Pod Failure Troubleshooting

This runbook provides comprehensive guidance for diagnosing and resolving Kubernetes pod failures.

Quick Diagnosis

Check Pod Status

# Get all pods in namespace
kubectl get pods -n <namespace>

# Get pods with issues
kubectl get pods -n <namespace> | grep -E "Error|CrashLoop|Pending|CreateContainer|ImagePull|Evicted"

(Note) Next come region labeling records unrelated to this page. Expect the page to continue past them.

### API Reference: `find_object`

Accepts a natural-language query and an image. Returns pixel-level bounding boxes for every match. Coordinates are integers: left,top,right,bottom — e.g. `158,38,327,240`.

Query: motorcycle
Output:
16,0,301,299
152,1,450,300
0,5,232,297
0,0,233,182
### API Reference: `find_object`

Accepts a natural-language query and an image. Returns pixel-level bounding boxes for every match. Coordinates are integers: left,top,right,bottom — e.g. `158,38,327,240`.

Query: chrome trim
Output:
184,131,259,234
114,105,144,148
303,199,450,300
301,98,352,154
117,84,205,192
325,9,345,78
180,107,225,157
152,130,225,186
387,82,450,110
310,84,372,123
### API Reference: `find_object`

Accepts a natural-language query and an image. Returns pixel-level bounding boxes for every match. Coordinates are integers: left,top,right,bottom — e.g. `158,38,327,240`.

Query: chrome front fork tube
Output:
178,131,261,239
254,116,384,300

# Get detailed pod information
kubectl describe pod <pod-name> -n <namespace>

Check Recent Events

# Get recent events sorted by timestamp
kubectl get events -n <namespace> --sort-by='.lastTimestamp' | tail -50

# Get events for specific pod
kubectl get events -n <namespace> --field-selector involvedObject.name=<pod-name>

Check Pod Logs

# Get current container logs
kubectl logs <pod-name> -c <container-name> -n <namespace>

# Get previous container logs (if pod restarted)
kubectl logs <pod-name> -c <container-name> -n <namespace> --previous

# Follow logs in real-time
kubectl logs -f <pod-name> -c <container-name> -n <namespace>

CrashLoopBackOff

Symptoms:

Pod status: CrashLoopBackOff
Restart count increasing
Pod alternates between Running and Terminating

Application Errors

# Check logs for application errors
kubectl logs <pod-name> -n <namespace> --previous | tail -100

Solutions:

Fix application code errors
Update configuration
Check environment variables

Filesystem Permissions (readOnlyRootFilesystem)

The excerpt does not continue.